At this point I was left with something that was faster than the unoptimized
Python version I had started with. However, instead of a 10x or better speedup
that one might expect moving from a dynamic, interpreted language like Python to
a compiled performance-oriented language like rust, I only observed about a 2x
improvement. To understand why I decided to measure the performance of the rust
code. Luckily there is a very nice project that makes it easy to generate flame
graphs for rust projects:
flamegraph. This adds a
`flamegraph`

subcommand to `cargo`

, so one needs only to do `cargo flamegraph`

in a crate, it will run the code, and then write a flamegraph `svg`

file one can
inspect with a web browser.

If you’ve never looked at a flamegraph before the idea is that the proportion of
a program’s runtime that occurs in a routine is proportional to the width of the
bar for that routine. The main function is at the bottom of the graph and
functions called by main are stacked on top. This gives you a simple view into
what functions take up the most time in a program - anything that is very “wide”
in the graph is where most of the time is spent and any stack of functions that
is very tall and wide is spending a lot of time in code very deep in a call
stack. Looking at the flamegraph above we can see that about half of the time is
spent in functions with names like `dgemm_kernel_HASWELL`

— these are
functions in the OpenBLAS linear alebra library. The rest of the time is spent
doing addition between arrays in `update_mini_batch and allocating arrays —
all other parts of my program make a negligible contribution to the runtime.

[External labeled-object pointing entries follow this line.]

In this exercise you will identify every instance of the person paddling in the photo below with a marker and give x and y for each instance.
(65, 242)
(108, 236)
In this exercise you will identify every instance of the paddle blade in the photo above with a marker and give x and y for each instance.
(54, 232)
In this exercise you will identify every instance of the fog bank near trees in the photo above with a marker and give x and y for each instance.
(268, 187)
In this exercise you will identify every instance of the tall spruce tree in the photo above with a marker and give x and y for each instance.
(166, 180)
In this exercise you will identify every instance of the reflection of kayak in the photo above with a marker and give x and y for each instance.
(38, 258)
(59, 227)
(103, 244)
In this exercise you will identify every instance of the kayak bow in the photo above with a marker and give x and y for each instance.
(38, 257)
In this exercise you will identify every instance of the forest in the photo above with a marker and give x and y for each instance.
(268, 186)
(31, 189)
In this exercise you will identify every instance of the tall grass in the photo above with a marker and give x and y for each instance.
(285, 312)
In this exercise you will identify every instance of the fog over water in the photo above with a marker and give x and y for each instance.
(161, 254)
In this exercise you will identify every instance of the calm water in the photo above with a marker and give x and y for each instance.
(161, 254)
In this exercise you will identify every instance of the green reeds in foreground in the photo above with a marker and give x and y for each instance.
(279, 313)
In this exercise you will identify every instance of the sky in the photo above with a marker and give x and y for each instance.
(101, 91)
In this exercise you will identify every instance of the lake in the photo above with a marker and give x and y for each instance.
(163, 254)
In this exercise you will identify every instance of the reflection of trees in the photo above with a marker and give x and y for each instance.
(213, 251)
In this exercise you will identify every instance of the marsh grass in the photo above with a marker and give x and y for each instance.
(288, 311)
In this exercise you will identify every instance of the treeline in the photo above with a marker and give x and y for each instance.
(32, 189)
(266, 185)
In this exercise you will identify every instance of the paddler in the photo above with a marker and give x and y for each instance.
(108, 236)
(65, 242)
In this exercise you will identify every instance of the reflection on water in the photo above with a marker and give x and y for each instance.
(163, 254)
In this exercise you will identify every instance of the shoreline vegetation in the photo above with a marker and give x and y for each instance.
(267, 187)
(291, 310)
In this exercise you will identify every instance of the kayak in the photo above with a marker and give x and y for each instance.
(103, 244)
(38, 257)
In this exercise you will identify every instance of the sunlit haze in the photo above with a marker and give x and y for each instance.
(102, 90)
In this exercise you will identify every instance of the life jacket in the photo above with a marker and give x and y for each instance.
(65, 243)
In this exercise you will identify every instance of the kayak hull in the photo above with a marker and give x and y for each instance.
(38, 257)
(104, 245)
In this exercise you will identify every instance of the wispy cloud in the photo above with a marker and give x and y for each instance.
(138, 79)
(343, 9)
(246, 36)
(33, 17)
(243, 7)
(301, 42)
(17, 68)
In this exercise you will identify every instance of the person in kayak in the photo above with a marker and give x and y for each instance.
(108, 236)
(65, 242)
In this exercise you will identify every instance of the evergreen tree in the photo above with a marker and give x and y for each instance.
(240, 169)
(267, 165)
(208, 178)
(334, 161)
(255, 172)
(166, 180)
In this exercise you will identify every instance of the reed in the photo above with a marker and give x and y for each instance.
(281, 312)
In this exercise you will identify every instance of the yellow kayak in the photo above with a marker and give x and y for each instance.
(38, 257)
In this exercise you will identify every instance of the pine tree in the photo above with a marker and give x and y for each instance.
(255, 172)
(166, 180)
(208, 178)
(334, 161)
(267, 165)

If we made an analogous flamegraph for the python code, we would see a
similar pattern — most time is spent doing linear algebra (in the places
where `np.dot`

is called inside the backpropagation routine). So since most of
the time in either Rust or Python is spent inside a numerical linear algebra
library, we can never hope for a 10x speedup.

In fact it’s worse than that. One of the exercises in the book is to rewrite the Python code to use vectorized matrix multiplication. In this approach the backpropagation for all of the samples in each mini-batch happens in a single set of vectorized matrix multiplication operations. This requires the ability to matrix multiplication between 3D and 2D arrays. Since each matrix multiplication operation happens using a larger amount of data than the non-vectorized case, OpenBLAS is able to more efficiently occupy CPU caches and registers, ultimately better using the available CPU resources on my laptop. The rewritten Python version ends up faster than the Rust version, again by a factor of two or so.

In principle it’s possible to apply the same optimization to the Rust code,
however the `ndarray`

crate does not yet
support matrix
multiplication for dimensionalities higher than 2. It might also be possible to use
thread parallelization on the mini-batch updates using a library like
rayon. I tried this on my laptop and did
not see any speedups but might have on a beefier machine with more CPU
threads. I could also have tried using a different low-level linear algebra
implementation, for example there are rust bindings for
tensorflow and
torch, however at that point I feel
like I might as well be using the Python bindings for those libraries.

## Is rust suitable for data science workflows?

Right now I have to say that the answer is “not yet”. I’ll definitely reach for rust in the future when I need to write optimized low-level code with minimal dependencies. However using it as a full replacement for python or C++ will require a more stabilized and well-developed ecosystem of packages.